O bem comum
Por Marcelo Santos
Muito parecido com o conceito relacionado à justiça social, as discussões contemporâneas sobre o bem comum têm sido repletas de mal-entendidos, rejeições e polêmicas. A relação teórica do indivíduo com a comunidade representa um desafio no engajamento construtivo para a abordagem do bem comum. Outro desafio à relevância do bem comum vem de certas perspectivas dentro do protestantismo, que identificam a ideia como sendo integrante de movimentos sociais e políticos.
O bem comum de Aristóteles é definido no contexto da realização humana, e é encontrado mais notavelmente em sua ética. Aqueles que deliberam sobre o bem comum gozam de bons relacionamentos, além de ensinar uns aos outros as virtudes necessárias para que o bem comum na comunidade seja estabelecido. O interesse de Aristóteles pelo bem comum está associado ao cumprimento de uma meta pessoal. Ele não está, consequentemente, interessado em definir separadamente uma teoria da sociedade ou cooperação ou os valores constituintes de tal ideal. O que interessa a Aristóteles é que as pessoas alcancem a realização da bondade por meio desta busca pela virtude.
Aristóteles argumenta que a existência de relacionamentos humanos não só faz parte da realização virtuosa, mas possui uma forte influência na conquista da virtude. Como nós somos visivelmente sociais, apresentamos uma dependência do outro nesse processo de construção e cuidado, não só cuidando de jovens, idosos e frágeis, mas também cuidando de objetos e recursos para motivar e impulsionar a generosidade e a munificência dos ricos e poderosos pelos vulneráveis.
O conceito de "bem comum" possui uma grande influência no significado e na conduta da sociedade humana, e se entrelaça na história dos ensinos cristãos. As pessoas fazem escolhas, expressamente, para atingir o bem comum, ou ele é buscado indiretamente quando as pessoas buscam uma meta celestial e o bem comum se manifesta.
A revelação e a experiência de reconciliação com Deus em Jesus Cristo levam as pessoas a formarem comunidades que procuram, demonstram e apoiam o bem comum. Porém, a combinação dos conceitos de competição entre indivíduos e a prioridade do Estado-nação na sociedade, desestimulam a prática do conceito de bem comum. Uma elaboração teológica do bem comum que surge a partir da pessoa e obra de Jesus Cristo revelada na história humana pode nos apoiar nessa compreensão.
A reconciliação por meio de Cristo demonstra e transforma a relação das pessoas a partir da generosidade, criatividade e amor. Os relacionamentos reconciliados com Deus e uns com os outros permitem comunidades que vão além da mera reciprocidade para um transbordamento de benefícios a outras pessoas.
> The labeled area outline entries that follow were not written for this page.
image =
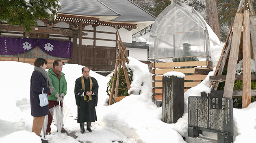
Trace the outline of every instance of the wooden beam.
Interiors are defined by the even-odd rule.
[[[82,65],[82,21],[79,22],[79,53],[78,53],[79,63]]]
[[[232,26],[232,25],[231,25]],[[230,27],[230,30],[231,29],[232,27]],[[223,48],[223,50],[225,50],[225,53],[224,53],[224,55],[223,55],[223,57],[222,58],[221,62],[220,63],[220,65],[219,65],[219,72],[218,72],[217,76],[221,76],[222,74],[222,72],[223,72],[223,70],[224,69],[224,67],[225,66],[225,65],[226,63],[226,61],[227,61],[227,59],[228,59],[228,56],[229,55],[230,52],[230,48],[231,47],[231,40],[232,39],[232,36],[233,35],[232,32],[231,32],[230,34],[230,36],[228,37],[228,39],[227,39],[228,41],[226,41],[226,42],[225,43],[225,45]],[[227,45],[226,45],[227,44]],[[225,48],[225,47],[226,47]],[[223,53],[221,54],[222,55]],[[220,58],[219,62],[220,61],[221,59],[221,57]],[[217,66],[217,67],[219,67]],[[217,67],[216,67],[216,69],[217,69]],[[214,74],[215,75],[216,75],[216,73],[217,72],[217,70],[215,71],[215,73]],[[213,84],[213,82],[212,82],[212,84]],[[214,90],[217,90],[217,88],[218,87],[218,85],[219,85],[219,82],[216,82],[215,83],[215,87],[214,88]]]
[[[195,74],[202,74],[204,75],[207,75],[209,74],[210,72],[211,72],[213,70],[211,69],[200,69],[198,68],[196,68],[195,69]]]
[[[152,67],[161,68],[172,67],[188,67],[192,66],[207,66],[207,61],[191,61],[179,62],[159,63],[153,64]]]
[[[256,80],[256,74],[252,74],[251,75],[251,80]],[[210,76],[210,81],[224,81],[226,80],[226,76]],[[243,75],[236,75],[234,78],[235,80],[243,80]]]
[[[115,83],[115,97],[118,96],[118,86],[119,86],[119,78],[120,77],[120,68],[121,67],[121,63],[118,62],[118,68],[117,69],[117,82]],[[113,85],[113,86],[114,85]]]
[[[244,0],[240,0],[240,2],[239,4],[239,6],[238,6],[238,8],[237,8],[237,13],[239,12],[241,12],[243,9],[243,3],[245,2]]]
[[[254,57],[254,64],[256,66],[256,15],[250,16],[250,23],[251,27],[251,40],[253,55]]]
[[[35,27],[38,29],[36,30]],[[33,32],[43,34],[62,34],[65,36],[72,36],[73,30],[61,28],[50,28],[40,26],[35,26],[32,28]],[[25,30],[22,27],[17,25],[11,25],[7,24],[0,24],[0,32],[7,32],[7,31],[18,31],[25,32]]]
[[[255,12],[254,11],[254,10],[253,8],[252,2],[252,0],[250,0],[250,1],[249,2],[248,4],[249,5],[249,8],[250,8],[250,11],[251,11],[251,13],[252,13],[252,15],[255,15]]]
[[[117,42],[117,43],[119,43]],[[119,44],[118,44],[118,48],[119,49],[119,51],[117,51],[117,53],[120,55],[119,57],[123,58],[124,56],[122,54],[121,54],[121,53],[122,53],[123,52],[122,52],[122,50],[121,48],[121,45]],[[126,82],[126,84],[127,85],[127,89],[128,89],[128,90],[129,90],[130,89],[130,80],[129,80],[129,77],[128,76],[128,73],[127,72],[127,69],[126,68],[126,66],[125,65],[125,61],[123,60],[122,61],[120,61],[120,62],[121,62],[122,64],[122,65],[123,65],[123,67],[124,68],[124,77],[125,77],[125,80]]]
[[[230,53],[228,72],[224,89],[224,97],[231,98],[234,88],[234,77],[236,75],[236,67],[237,63],[239,46],[240,44],[242,24],[243,19],[243,13],[236,13],[234,23],[234,32],[231,48]]]
[[[184,80],[204,80],[206,78],[206,75],[186,75]],[[163,76],[154,76],[153,80],[162,81]]]
[[[115,97],[114,97],[114,102],[119,102],[126,97],[126,96]]]
[[[249,10],[244,10],[243,32],[243,103],[245,108],[251,103],[251,40]]]
[[[192,87],[195,86],[197,84],[199,84],[200,82],[184,82],[184,87]],[[153,82],[153,85],[154,87],[163,87],[163,82]]]
[[[115,70],[114,71],[114,77],[117,76],[117,67],[119,62],[117,60],[115,60]],[[115,81],[113,79],[112,81],[112,86],[111,88],[111,92],[110,93],[110,96],[109,96],[109,99],[108,99],[108,105],[111,105],[112,104],[112,99],[113,98],[113,94],[114,94],[114,90],[115,87]]]
[[[153,74],[164,74],[169,72],[179,72],[184,74],[193,73],[195,72],[195,68],[191,69],[155,69],[153,71]]]
[[[206,94],[204,92],[201,92],[201,96],[208,96],[209,97],[222,97],[223,90],[213,91],[210,93]],[[256,96],[256,89],[251,90],[252,96]],[[243,96],[243,90],[234,90],[232,94],[232,97],[237,97]]]
[[[122,48],[122,50],[121,50],[120,51],[120,53],[122,53],[122,52],[121,52],[121,51],[123,51],[124,49],[124,44],[123,44],[123,42],[122,42],[122,40],[121,39],[121,36],[120,36],[120,34],[119,34],[119,32],[118,31],[118,28],[117,28],[117,26],[115,26],[115,30],[117,32],[117,36],[118,36],[118,38],[119,38],[119,41],[120,42],[120,44],[121,46],[121,48]],[[117,41],[117,42],[118,42],[118,41]],[[126,59],[128,59],[128,58],[127,58],[127,55],[126,55],[126,52],[124,53],[124,56],[125,57],[125,58]],[[126,63],[129,63],[129,61],[126,61]]]

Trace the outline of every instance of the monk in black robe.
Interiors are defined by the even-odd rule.
[[[89,76],[88,67],[83,67],[82,74],[82,76],[76,80],[75,96],[77,105],[77,122],[80,124],[81,132],[84,133],[85,132],[85,122],[87,130],[91,132],[91,122],[97,121],[95,106],[98,101],[99,86],[96,79]]]

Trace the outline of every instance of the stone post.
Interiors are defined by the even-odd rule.
[[[184,113],[185,75],[170,72],[163,76],[163,121],[175,123]]]

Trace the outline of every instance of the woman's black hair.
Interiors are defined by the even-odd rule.
[[[47,61],[46,59],[42,58],[38,58],[34,63],[34,65],[36,67],[40,67],[40,65],[43,65],[44,63],[46,65],[47,64]]]

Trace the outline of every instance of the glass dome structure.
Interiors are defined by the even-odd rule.
[[[207,23],[202,16],[187,5],[175,0],[157,17],[149,40],[150,60],[171,62],[174,57],[189,57],[208,61],[209,38]]]

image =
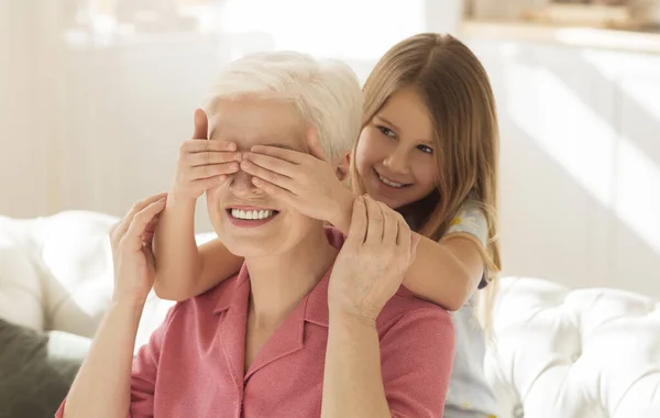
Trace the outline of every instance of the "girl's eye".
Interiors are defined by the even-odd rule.
[[[396,138],[396,133],[394,133],[394,131],[391,130],[389,128],[385,128],[385,127],[376,127],[376,128],[378,128],[378,131],[383,132],[383,134],[385,136]]]
[[[433,148],[431,148],[430,146],[427,145],[417,145],[417,150],[421,151],[422,153],[426,154],[432,154],[433,153]]]

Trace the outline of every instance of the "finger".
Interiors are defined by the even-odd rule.
[[[316,128],[310,129],[307,134],[307,146],[309,147],[309,154],[321,161],[328,161],[328,156],[323,152],[321,142],[319,141],[319,131]]]
[[[369,224],[366,229],[366,244],[380,245],[383,242],[383,211],[374,199],[365,197],[366,216]]]
[[[241,153],[233,152],[198,152],[189,153],[184,156],[186,165],[190,167],[199,167],[201,165],[223,164],[241,161]]]
[[[351,227],[349,228],[346,242],[350,242],[355,246],[364,244],[364,241],[366,240],[366,204],[364,197],[359,196],[353,201],[353,215],[351,216]]]
[[[116,243],[119,243],[119,241],[122,239],[122,237],[125,235],[127,231],[129,230],[129,226],[131,224],[131,220],[133,220],[133,217],[135,216],[135,213],[138,213],[139,211],[141,211],[142,209],[146,208],[147,206],[150,206],[151,204],[153,204],[155,201],[158,201],[158,200],[165,201],[166,198],[167,198],[167,193],[162,193],[162,194],[157,194],[154,196],[150,196],[146,199],[140,200],[139,202],[134,204],[133,207],[131,208],[131,210],[129,210],[129,212],[127,213],[127,216],[123,217],[123,219],[121,221],[119,221],[119,226],[114,230],[114,238],[112,239],[112,241],[114,241]]]
[[[381,212],[383,213],[383,243],[386,245],[396,246],[398,234],[398,218],[397,213],[387,205],[378,202]]]
[[[248,161],[241,163],[241,169],[255,178],[260,178],[266,183],[286,189],[288,191],[294,191],[292,188],[294,187],[294,180],[290,177],[283,176],[282,174],[277,174],[275,172],[271,172],[270,169],[265,169],[260,167],[258,165],[252,164]]]
[[[193,130],[194,140],[209,139],[209,118],[201,109],[195,109],[195,129]]]
[[[179,150],[184,153],[233,152],[237,151],[237,144],[228,141],[186,140]]]
[[[142,249],[143,234],[152,219],[165,209],[165,201],[158,200],[152,202],[146,208],[140,210],[129,224],[125,235],[121,239],[121,246],[129,251],[138,251]]]
[[[420,235],[414,232],[410,233],[410,264],[413,264],[417,257],[417,246],[419,245],[420,240]]]
[[[250,151],[255,154],[264,154],[279,160],[284,160],[292,164],[302,164],[307,161],[307,158],[311,157],[311,155],[307,153],[295,150],[287,150],[279,146],[253,145],[252,148],[250,148]]]
[[[413,240],[415,239],[413,237],[413,231],[410,231],[410,227],[408,227],[403,217],[399,217],[397,223],[398,233],[396,239],[396,245],[409,251],[413,246]]]
[[[190,167],[186,176],[189,180],[195,182],[201,178],[221,176],[223,174],[232,174],[239,170],[239,163],[202,165],[199,167]]]
[[[208,190],[212,187],[220,186],[224,180],[227,180],[227,176],[224,174],[208,178],[198,178],[193,182],[193,187],[195,187],[196,190]]]
[[[289,178],[295,178],[299,175],[299,164],[289,163],[287,160],[282,160],[278,157],[273,157],[266,154],[256,154],[256,153],[245,153],[243,162],[250,162],[254,165],[257,165],[262,168],[268,169],[271,172],[287,176]],[[243,165],[241,164],[241,168]]]

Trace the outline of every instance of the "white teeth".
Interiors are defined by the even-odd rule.
[[[387,178],[385,178],[385,177],[383,177],[381,175],[378,175],[378,178],[381,179],[381,182],[385,183],[387,186],[391,186],[391,187],[396,187],[396,188],[400,189],[402,187],[405,186],[402,183],[392,182],[392,180],[389,180],[389,179],[387,179]]]
[[[266,219],[271,218],[275,215],[274,210],[242,210],[242,209],[232,209],[231,216],[237,219]]]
O Espírito chama, equipa e santifica essas comunidades para uma edificação virtuosa mútua no contexto de sua narrativa bíblica.
O bom relacionamento dessas comunidades cristãs se estende em uma interação benéfica por toda a sociedade. Essas comunidades reconhecem que seu conceito de bem comum se beneficia de seu envolvimento com a sabedoria de comunidades diferentes, e que suas práticas para o bem comum são estendidas em suas experiências àqueles com relacionamentos mais prejudicados.
O bem comum como princípio fundamental está intimamente ligado à dignidade humana e conduz à solidariedade. O mundo hoje está cada vez mais interdependente, ou seja, todos nós dependemos de outros países para o nosso próprio bem-estar. Embora possamos viver em diferentes partes do mundo, somos todos parte de uma família humana e, portanto, buscamos um bem comum universal.
Isso significa que as nações também devem ajudar uns aos outros. Jesus ensinou a Regra de Ouro aos seus discípulos: “Faça aos outros tudo o que você gostaria que fizessem a você” (Mt 7,12).
Dessa lei é extraída a grande sabedoria do bem comum. Buscar o bem comum é buscar cumprir a ordem de Jesus de fazer aos outros o que gostaríamos que fizessem a nós mesmos.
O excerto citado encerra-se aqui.